La experiodista Vilalta tiene todos los apechusques del buen separatista: forofa del FC Barcelona, admiradora de otro guardián de las esencias republicanas, el mítico Pep Guardiola, y poseedora de un coraje inabarcable, el necesario para viajar con una pegatina de CAT en la matrícula de su coche. En cuanto la multaron en Aragón y le tocó aflojar el bolsillo, decidió guardarse la valentía para regañar en privado a Gabriel Rufián, declarado enemigo de su pareja.

Hoy, Marta Vilalta es portavoz de ERC, puesto que en cualquier país serio no dejaría de ser un carguillo de un partido nacionalista menor pero que en España te da credenciales para investir a un presidente del Gobierno, chantajear a un Estado y decidir sobre sus presupuestos generales, precisamente de la nación a la que quieres aniquilar. Pues la discípula de Junqueras acaba de encontrar la piedra filosofal, el arcano para que Cataluña vuelva a ser la región pujante y cosmopolita que atraía inversiones internacionales y masa crítica cultural.
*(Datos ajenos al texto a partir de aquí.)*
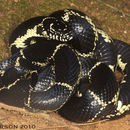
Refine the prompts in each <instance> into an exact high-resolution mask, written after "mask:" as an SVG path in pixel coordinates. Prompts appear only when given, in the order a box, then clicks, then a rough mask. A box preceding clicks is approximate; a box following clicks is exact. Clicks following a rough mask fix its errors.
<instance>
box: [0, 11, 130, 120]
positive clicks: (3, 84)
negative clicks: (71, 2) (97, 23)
mask: <svg viewBox="0 0 130 130" xmlns="http://www.w3.org/2000/svg"><path fill="white" fill-rule="evenodd" d="M9 44H10V49H11V53H12V56H11V57H9V58H7V59H5V60H3V61H1V63H0V102H3V103H6V104H8V105H12V106H17V107H24V108H26V109H28V110H29V111H39V110H44V111H57V112H58V113H59V114H60V115H61V116H63V117H64V118H66V119H68V120H70V121H74V122H91V121H95V120H99V119H102V120H103V119H113V118H116V117H120V116H121V115H123V114H125V113H126V112H128V111H129V110H130V93H129V90H130V45H128V44H127V43H124V42H122V41H119V40H116V39H112V38H111V37H109V36H108V35H107V34H106V33H105V32H104V31H102V30H100V29H98V28H96V27H95V25H94V24H93V22H92V20H91V19H90V18H89V17H87V16H86V15H85V14H84V13H82V12H80V11H78V10H74V9H65V10H59V11H56V12H54V13H52V14H50V15H49V16H39V17H35V18H31V19H29V20H27V21H25V22H23V23H22V24H20V25H19V26H18V27H16V29H15V30H14V31H13V32H12V34H11V36H10V39H9ZM115 70H118V71H120V72H121V73H123V75H124V77H123V79H122V81H121V82H120V83H118V82H117V81H116V77H115Z"/></svg>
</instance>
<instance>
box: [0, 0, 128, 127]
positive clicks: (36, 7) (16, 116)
mask: <svg viewBox="0 0 130 130" xmlns="http://www.w3.org/2000/svg"><path fill="white" fill-rule="evenodd" d="M65 8H73V9H79V10H81V11H83V12H84V13H86V14H87V15H88V16H89V17H91V18H92V20H93V22H94V23H95V25H96V26H97V27H99V28H102V29H103V30H104V31H106V32H107V33H108V34H109V35H110V36H112V37H113V38H116V39H120V40H123V41H125V42H127V43H128V44H130V37H129V36H130V13H129V12H130V1H129V0H118V1H117V0H106V1H104V0H0V60H3V59H5V58H6V57H8V56H10V50H9V47H8V39H9V35H10V33H11V32H12V30H13V29H14V28H15V27H16V26H17V25H18V24H20V23H21V22H23V21H24V20H26V19H29V18H31V17H34V16H39V15H48V14H50V13H51V12H53V11H56V10H59V9H65ZM116 74H117V77H118V79H120V78H121V77H122V76H121V75H120V74H119V73H116ZM0 129H7V130H10V129H18V130H20V129H28V130H33V129H35V130H48V129H52V130H87V129H88V130H104V129H105V130H130V115H129V114H127V115H125V116H124V117H122V118H120V119H117V120H112V121H99V122H94V123H84V124H77V123H72V122H69V121H67V120H65V119H63V118H62V117H60V116H59V115H58V114H57V113H44V112H39V113H31V112H28V111H26V110H25V109H22V108H16V107H12V106H7V105H5V104H2V103H0Z"/></svg>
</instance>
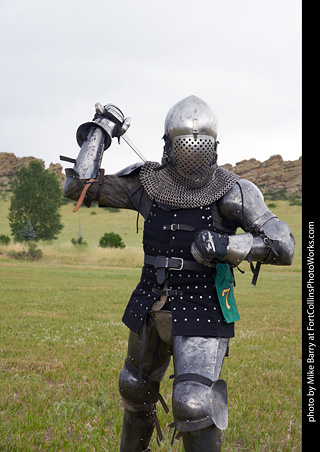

La experiodista ha puesto sobre la mesa de la negociación de los presupuestos de Sánchez el órdago final: o la nueva ley audiovisual obliga a traducir al catalán las series de Netflix y HBO, o Sánchez vuelve a su casa de Pozuelo de Alarcón. Decía Pemán, al que seguro que no leyó en la universidad autónoma la insigne republicana, que hablar o leer el catalán es como beber un vaso de agua clara. Tal cual. El problema es que Marta y sus amigos lo han convertido en un arma arrojadiza contra el resto de españoles, que lo amamos y respetamos, pero no más que a nuestro idioma común, que hablan 550 millones de almas en el mundo. Y ahora toda la proeza del independentismo se reduce a imponer que El juego del calamar se practique con barretina, o que la soberbia Reina Isabel de The Crown regañe al duque de Edimburgo con acento de Lleida.

A eso fían los de ERC la salida de Cataluña de la crisis poscovid, la mejora de las listas de espera en los hospitales públicos, la bajada del precio de la luz y la seguridad jurídica de los catalanes contra los okupas, la violencia en las calles y la degradación urbana de las Colau de turno. Tiemblen las plataformas de contenidos audiovisuales que Marta Vilalta se ha venido arriba. Me atrevo a hacer una sugerencia: si a Netflix y HBO les sobran dobladores para sus series que nos los envíen al Congreso y al Senado donde también está al caer la revolucionaria medida.